There's an xkcd comic about whether automating a task is worth the time. How often do you do it, multiplied by how long it takes, compared against how long the automation takes to build. For most tasks, the break-even point is depressingly far away.
AI changes that math. What used to take a weekend of scripting takes an afternoon of prompting. More tasks cross the "worth automating" line.
But the other half of the equation is risk.
A typo in a status update? Nobody notices. A wrong UPDATE statement without a WHERE clause? No, thank you.
So the real question isn't "can AI do this?" It's: "If AI gets this wrong, how bad is it and how quickly will I know?"
Why SQL is the hard part
The obvious answer is elevated access. I have sysadmin on production servers. If AI acts through my credentials, it has the keys to everything.
But the deeper problem is infrastructure. Despite years of progress in database DevOps, fully automated CI/CD with environments in good shape is still a rare sight in practice.
Testing stateless code is just easier. Reset the environment, run the suite, done. Databases carry state that took months to build. Rollback means "restore from backup and hope."

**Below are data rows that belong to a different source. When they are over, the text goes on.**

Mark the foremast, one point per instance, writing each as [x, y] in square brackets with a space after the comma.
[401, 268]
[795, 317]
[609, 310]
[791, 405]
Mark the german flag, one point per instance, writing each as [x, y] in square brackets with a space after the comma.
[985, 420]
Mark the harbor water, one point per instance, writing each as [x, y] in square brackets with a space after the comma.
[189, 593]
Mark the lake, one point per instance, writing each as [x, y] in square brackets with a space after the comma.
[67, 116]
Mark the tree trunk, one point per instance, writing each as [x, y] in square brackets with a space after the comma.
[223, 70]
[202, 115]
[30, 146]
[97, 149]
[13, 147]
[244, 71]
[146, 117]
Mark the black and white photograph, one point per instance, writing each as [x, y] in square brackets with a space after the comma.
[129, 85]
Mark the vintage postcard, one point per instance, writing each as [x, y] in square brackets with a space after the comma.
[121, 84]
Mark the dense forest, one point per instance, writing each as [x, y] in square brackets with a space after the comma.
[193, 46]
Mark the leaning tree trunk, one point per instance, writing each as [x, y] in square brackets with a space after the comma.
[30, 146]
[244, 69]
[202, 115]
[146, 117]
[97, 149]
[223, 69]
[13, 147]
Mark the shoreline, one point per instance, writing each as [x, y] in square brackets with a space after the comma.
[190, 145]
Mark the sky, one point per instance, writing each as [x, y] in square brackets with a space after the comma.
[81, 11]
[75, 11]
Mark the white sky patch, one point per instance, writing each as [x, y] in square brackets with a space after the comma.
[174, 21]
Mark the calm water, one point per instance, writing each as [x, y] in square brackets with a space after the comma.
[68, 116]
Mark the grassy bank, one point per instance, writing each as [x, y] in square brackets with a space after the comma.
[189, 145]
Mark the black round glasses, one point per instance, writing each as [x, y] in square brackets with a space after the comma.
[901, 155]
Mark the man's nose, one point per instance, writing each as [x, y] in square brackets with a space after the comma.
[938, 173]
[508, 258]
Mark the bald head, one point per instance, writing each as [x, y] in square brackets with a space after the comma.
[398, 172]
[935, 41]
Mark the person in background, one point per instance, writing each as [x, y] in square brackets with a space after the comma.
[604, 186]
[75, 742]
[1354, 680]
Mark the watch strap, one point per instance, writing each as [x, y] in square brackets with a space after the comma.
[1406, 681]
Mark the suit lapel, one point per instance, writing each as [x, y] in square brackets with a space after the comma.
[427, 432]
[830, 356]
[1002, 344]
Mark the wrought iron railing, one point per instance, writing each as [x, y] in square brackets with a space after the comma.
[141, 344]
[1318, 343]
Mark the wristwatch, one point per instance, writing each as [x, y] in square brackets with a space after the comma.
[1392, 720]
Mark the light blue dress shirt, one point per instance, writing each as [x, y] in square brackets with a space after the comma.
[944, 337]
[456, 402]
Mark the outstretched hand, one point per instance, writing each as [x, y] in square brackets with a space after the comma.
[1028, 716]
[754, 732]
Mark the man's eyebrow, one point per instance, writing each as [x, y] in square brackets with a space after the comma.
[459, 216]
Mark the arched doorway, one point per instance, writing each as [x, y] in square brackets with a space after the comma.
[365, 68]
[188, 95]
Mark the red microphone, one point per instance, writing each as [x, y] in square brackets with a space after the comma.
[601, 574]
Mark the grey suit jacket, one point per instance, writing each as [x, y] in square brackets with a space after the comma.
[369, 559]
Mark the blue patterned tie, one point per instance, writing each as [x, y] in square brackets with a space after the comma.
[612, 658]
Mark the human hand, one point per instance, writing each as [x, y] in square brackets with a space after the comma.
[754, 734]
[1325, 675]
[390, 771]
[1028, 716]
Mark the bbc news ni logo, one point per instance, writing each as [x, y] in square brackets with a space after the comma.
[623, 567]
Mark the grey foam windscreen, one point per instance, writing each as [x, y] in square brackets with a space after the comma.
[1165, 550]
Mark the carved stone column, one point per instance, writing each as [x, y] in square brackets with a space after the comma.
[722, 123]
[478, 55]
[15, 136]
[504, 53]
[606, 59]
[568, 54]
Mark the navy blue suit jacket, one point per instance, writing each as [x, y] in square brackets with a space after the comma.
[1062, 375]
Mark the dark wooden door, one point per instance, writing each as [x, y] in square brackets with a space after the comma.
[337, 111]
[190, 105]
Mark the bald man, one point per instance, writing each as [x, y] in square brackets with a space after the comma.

So when I say I don't trust AI with SQL, it's not just about the permissions. It's about the absence of a safety net. That's a solvable problem, and one our industry needs to solve regardless of AI.
How to start
The advice I'd give myself two years ago:
- Learn the tool first. Understand context management, prompting patterns, and limitations. You need this foundation before the tool is useful
- Start where you ARE the expert. You'll catch the mistakes. If AI writes bad SQL and you know SQL, you'll spot it instantly. If it writes bad code in a domain you don't know, you won't know it's wrong until something breaks
- Estimate the impact. How bad is it if AI gets this wrong? How quickly can you recover? Low impact, fast recovery - go for it. High impact, slow recovery - keep doing it yourself for now
- Invest in the boring stuff. The biggest wins aren't flashy. They're the admin tasks, the formatting, the categorizing
About this post
This post was written with AI assistance, and I expect every future post will be too. The prose is just better than what I'd produce on my own.
Every idea and opinion is mine. I read the final version and I'm responsible for it. That's the human-in-the-loop part - not approving a draft, but owning the output.
The bottom line
Fire is a good servant but a bad master. Same with AI. The same risk assessment that makes you a good DBA should guide how you adopt these tools.
The database world will get there. Better test environments, proper CI/CD, automated validation. When the safety net exists, I'll be happy to let AI help with SQL too.
I haven't tested it yet. Not really. But I'm building toward it.